What I love most about Killing Eve, other than the sexual pining, is how any assumption you have is usually wrong. That’s often portrayed within Villanelle and Eve’s dynamic too, as just when they think they have one another figured out the other throws a curveball.

Season one was mainly represented as a game of cat and mouse. But who was the hunter and who was the prey? Well, what if neither was the prey? They both wanted each other just as desperately and there were countless times where they could have ended it, but where’s the fun in that? A line in season two sums it up perfectly when Hugo asks Eve “do you like watching her, or do you prefer being watched?”. “Both” is her response.

When they meet in Villanelle’s apartment in the season one finale, Villanelle is already a very different person to who she was when we first met her. She does the one thing you’d never expect, which is let her guard down. The moment she does, the moment she lets herself be fully present with Eve, Eve catches her off guard. The stabbing isn’t just vengeance for Bill, it’s a power move. Villanelle underestimated Eve and that sets up a brand new dynamic for season two. Now, in season three, Eve manages to catch Villanelle off guard once more.

In season three, Villanelle believes she holds all the power. I mean if you’d shot someone in the back and left them for dead, you’d probably feel the same. The last time the two of them spoke, Villanelle exposed her vulnerability like she never had before, only to be rejected. How do you return from that? You can’t stay fragile forever, you need to regain control. So it’s inevitable that she would have built that wall back up, because vulnerable is not what she’s been trained to be.

She tells herself she’s over Eve and gets back to work. But when she finds out Eve is still alive, all of that work starts to unravel once more. The power Eve once held over her returns and it’s clear that Villanelle loves it, because she loves her.

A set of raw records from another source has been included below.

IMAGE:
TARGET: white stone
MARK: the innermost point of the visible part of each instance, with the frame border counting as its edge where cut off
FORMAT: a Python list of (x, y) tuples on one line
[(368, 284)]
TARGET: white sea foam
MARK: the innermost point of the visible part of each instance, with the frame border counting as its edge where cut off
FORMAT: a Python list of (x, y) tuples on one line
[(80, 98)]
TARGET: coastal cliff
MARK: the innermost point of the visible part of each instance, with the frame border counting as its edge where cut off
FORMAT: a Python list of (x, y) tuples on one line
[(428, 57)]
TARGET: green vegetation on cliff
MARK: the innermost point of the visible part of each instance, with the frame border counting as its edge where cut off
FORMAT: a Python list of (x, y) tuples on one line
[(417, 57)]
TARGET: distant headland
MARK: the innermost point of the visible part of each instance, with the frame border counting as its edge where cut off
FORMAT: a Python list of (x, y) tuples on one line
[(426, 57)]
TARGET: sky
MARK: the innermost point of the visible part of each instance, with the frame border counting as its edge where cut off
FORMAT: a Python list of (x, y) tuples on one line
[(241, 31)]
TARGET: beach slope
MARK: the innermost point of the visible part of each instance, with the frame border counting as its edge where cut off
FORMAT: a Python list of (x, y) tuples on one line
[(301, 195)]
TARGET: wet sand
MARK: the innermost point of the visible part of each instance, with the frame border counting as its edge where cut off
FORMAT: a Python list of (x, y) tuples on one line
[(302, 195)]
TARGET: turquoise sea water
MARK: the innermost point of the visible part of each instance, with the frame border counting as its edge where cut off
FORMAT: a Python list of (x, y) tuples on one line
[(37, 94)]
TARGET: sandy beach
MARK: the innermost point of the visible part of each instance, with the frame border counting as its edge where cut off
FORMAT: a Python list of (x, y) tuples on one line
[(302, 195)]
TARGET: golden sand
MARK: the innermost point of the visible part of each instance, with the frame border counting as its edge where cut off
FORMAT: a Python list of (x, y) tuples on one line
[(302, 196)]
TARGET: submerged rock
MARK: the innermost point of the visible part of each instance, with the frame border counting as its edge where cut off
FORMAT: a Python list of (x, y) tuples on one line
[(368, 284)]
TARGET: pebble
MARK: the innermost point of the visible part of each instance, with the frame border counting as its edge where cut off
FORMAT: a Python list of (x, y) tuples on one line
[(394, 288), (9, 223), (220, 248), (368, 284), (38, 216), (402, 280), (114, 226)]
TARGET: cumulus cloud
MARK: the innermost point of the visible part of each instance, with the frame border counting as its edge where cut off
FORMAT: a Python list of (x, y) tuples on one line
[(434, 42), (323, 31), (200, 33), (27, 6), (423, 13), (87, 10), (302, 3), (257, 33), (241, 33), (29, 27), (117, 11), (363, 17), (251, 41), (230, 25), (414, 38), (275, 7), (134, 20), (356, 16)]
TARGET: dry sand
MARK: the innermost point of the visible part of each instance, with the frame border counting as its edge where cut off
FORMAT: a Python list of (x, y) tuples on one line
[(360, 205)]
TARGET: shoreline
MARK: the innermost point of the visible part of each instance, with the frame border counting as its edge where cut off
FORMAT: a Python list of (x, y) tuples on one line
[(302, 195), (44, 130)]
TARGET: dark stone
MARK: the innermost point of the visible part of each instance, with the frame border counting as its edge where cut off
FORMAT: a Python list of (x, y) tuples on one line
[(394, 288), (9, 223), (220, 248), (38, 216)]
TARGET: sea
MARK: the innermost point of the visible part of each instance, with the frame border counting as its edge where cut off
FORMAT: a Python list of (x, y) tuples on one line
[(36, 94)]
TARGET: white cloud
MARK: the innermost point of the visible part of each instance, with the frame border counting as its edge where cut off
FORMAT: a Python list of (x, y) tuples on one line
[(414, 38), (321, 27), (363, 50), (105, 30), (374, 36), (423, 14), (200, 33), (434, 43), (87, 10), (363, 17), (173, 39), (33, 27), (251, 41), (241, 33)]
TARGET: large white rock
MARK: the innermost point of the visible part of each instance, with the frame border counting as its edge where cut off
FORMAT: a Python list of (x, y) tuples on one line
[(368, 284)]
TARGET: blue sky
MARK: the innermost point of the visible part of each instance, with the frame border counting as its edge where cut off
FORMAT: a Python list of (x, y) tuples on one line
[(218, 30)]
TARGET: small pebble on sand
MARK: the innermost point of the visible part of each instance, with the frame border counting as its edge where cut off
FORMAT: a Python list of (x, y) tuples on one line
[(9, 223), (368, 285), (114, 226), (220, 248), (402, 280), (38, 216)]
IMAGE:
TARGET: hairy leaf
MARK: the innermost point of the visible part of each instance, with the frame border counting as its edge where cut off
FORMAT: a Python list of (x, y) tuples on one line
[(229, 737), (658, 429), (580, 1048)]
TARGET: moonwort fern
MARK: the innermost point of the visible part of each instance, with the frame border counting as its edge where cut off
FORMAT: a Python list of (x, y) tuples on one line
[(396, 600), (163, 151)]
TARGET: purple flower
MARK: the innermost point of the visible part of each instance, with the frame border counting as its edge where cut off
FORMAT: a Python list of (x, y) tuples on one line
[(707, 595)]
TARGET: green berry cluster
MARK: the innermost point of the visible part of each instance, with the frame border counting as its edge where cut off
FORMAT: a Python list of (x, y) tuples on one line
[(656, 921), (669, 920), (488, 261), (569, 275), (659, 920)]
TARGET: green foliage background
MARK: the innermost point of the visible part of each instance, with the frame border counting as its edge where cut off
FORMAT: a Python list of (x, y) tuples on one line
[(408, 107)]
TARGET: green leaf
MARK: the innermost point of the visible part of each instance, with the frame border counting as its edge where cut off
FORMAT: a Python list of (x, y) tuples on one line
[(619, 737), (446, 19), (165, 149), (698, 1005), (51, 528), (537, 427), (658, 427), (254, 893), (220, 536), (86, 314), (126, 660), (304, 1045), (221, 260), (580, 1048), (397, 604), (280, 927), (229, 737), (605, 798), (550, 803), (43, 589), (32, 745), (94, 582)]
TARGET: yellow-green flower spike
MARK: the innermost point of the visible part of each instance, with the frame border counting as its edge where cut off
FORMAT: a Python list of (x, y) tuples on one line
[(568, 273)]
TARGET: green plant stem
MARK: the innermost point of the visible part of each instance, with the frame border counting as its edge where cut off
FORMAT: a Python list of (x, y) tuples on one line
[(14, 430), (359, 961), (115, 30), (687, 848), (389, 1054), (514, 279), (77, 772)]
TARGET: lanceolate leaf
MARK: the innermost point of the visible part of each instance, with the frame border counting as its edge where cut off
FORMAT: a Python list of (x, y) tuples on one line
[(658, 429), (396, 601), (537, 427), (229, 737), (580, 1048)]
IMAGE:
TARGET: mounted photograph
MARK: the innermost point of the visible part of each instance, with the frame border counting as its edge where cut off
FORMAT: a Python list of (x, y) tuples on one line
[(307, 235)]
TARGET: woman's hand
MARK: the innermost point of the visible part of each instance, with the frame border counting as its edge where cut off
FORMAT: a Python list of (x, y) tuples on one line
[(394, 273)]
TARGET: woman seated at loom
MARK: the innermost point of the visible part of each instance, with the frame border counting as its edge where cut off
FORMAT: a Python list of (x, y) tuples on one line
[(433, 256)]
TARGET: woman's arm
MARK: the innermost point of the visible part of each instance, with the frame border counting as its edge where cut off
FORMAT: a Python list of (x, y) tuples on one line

What I adore most is that Villanelle firmly, even egotistically, believes she still has Eve in her pocket. After being rejected she believes there’s no hope there, so she returns to the confident and controlled state that she used to live in. The perfume scene is a nice touch, because her overconfidence is overwhelming. But you don’t need that scene to see it. It’s in the pantsuit that you know she would have carefully picked out to wear for their reunion. It’s in her powerful stride as she makes her way over to Eve on the bus. It’s in the cocky “hi, Eve” that she probably rehearsed endless times before arriving. She’d have guessed how Eve was going to react, which allows her to stay composed. And just as she gets Eve where she wants her, and essentially asks her to smell the confidence that she’s basking in, Eve does the one thing that Villanelle could never have anticipated. She kisses her. And when she does, Eve takes back every ounce of power that Villanelle had been building up.

Just like that, the game changes once more. Eve officially has nothing left to lose now, which makes giving in to her feelings effortless. In the last scene of episode 3, you see her slowly give in again. She listens to Villanelle’s voice reply in her ear and at first she rejects it, but as it continues to play she can’t stop herself. She needs that voice, she wants it repeating her name. They need each other and maybe soon they’ll both admit that they do.

One things for sure, that balance of power is never going to level between Villanelle and Eve. They both have the ability to completely undo one another and eventually, I think we’ll see them give themselves to each other completely as Killing Eve progresses.